Sayre's paradox is a dilemma encountered in the design of automated handwriting recognition systems. A standard statement of the paradox is that a cursively written word cannot be recognized without being segmented and cannot be segmented without being recognized. The paradox was first articulated in a 1973 publication by Kenneth M. Sayre, after whom it was named.

== Nature of the problem ==
It is relatively easy to design automated systems capable of recognizing words inscribed in a printed format. Such words are segmented into letters by the very act of writing them on the page. Given templates matching typical letter shapes in a given language, individual letters can be identified with a high degree of probability. In cases of ambiguity, probable letter sequences can be compared with a selection of properly spelled words in that language (called a lexicon). If necessary, syntactic features of the language can be applied to render a generally accurate identification of the words in question. Printed-character recognition systems of this sort are commonly used in processing standardized government forms, in sorting mail by zip code, and so forth.

In cursive writing, however, letters comprising a given word typically flow sequentially without gaps between them. Unlike a sequence of printed letters, cursively connected letters are not segmented in advance. Here is where Sayre's Paradox comes into play. Unless the word is already segmented into letters, template-matching techniques like those described above cannot be applied. That is, segmentation is a prerequisite for word recognition. But there are no reliable techniques for segmenting a word into letters unless the word itself has been identified. Word recognition requires letter segmentation, and letter segmentation requires word recognition. There is no way a cursive writing recognition system employing standard template-matching techniques can do both simultaneously.

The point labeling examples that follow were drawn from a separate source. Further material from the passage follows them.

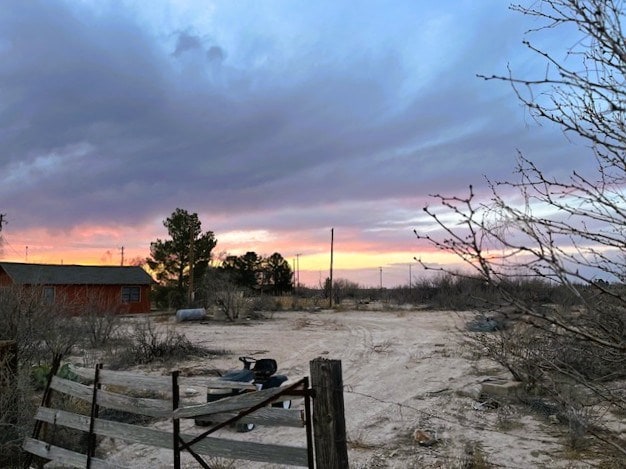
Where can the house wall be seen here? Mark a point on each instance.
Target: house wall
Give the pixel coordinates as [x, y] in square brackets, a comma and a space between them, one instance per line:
[104, 298]
[5, 280]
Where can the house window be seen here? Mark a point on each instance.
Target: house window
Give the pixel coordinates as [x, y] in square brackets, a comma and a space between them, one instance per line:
[131, 294]
[48, 295]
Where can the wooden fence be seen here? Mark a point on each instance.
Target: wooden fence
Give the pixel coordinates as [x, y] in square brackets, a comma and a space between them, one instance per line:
[323, 438]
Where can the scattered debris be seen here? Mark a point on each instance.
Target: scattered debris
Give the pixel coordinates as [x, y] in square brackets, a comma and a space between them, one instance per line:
[424, 438]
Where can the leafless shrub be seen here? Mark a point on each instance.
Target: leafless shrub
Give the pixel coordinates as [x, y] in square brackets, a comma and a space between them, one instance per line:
[572, 354]
[100, 319]
[44, 335]
[220, 291]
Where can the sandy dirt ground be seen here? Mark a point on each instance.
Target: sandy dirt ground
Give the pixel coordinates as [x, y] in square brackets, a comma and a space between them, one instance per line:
[403, 371]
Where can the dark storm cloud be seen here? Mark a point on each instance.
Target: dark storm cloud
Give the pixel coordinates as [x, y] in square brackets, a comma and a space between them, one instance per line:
[186, 41]
[101, 123]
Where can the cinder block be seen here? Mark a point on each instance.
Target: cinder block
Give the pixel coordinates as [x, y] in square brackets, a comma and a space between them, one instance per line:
[502, 388]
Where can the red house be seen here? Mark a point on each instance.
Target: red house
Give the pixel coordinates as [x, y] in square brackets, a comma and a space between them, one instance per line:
[107, 288]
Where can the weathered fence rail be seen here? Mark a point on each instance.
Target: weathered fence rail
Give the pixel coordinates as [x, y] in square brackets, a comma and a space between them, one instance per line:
[249, 407]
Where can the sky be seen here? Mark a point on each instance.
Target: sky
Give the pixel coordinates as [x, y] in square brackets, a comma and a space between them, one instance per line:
[274, 120]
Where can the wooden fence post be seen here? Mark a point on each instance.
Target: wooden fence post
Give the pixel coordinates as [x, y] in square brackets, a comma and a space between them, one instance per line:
[329, 424]
[8, 381]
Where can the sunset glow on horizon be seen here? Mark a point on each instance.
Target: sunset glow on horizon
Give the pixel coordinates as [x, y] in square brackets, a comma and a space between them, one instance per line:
[273, 121]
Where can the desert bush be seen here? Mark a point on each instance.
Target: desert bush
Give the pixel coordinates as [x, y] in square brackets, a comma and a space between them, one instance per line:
[219, 290]
[146, 342]
[44, 335]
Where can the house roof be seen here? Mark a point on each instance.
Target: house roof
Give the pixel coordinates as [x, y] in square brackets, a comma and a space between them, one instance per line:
[48, 274]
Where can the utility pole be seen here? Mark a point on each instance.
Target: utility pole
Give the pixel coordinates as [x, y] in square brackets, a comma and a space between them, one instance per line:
[332, 242]
[298, 270]
[191, 261]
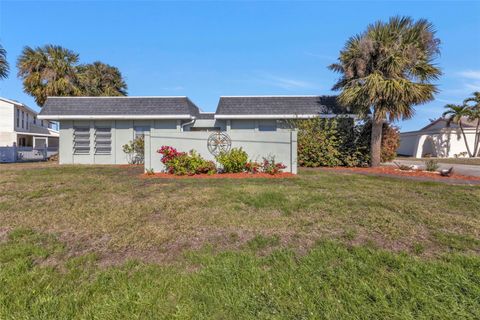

Advantages to be gained by use of automated cursive writing recognition systems include routing mail with handwritten addresses, reading handwritten bank checks, and automated digitalization of hand-written documents. These are practical incentives for finding ways of circumventing Sayre's Paradox.

== Avoiding the paradox ==
One way of ameliorating the adverse effects of the paradox is to normalize the word inscriptions to be recognized. Normalization amounts to eliminating idiosyncrasies in the penmanship of the writer, such as unusual slope of the letters and unusual slant of the cursive line. This procedure can increase the probability of a correct match with a letter template, resulting in an incremental improvement in the success rate of the system. Since improvement of this sort still depends on accurate segmentation, however, it remains subject to the limitations of Sayre's Paradox. Researchers have come to realize that the only way to circumvent the paradox is by use of procedures that do not rely on accurate segmentation.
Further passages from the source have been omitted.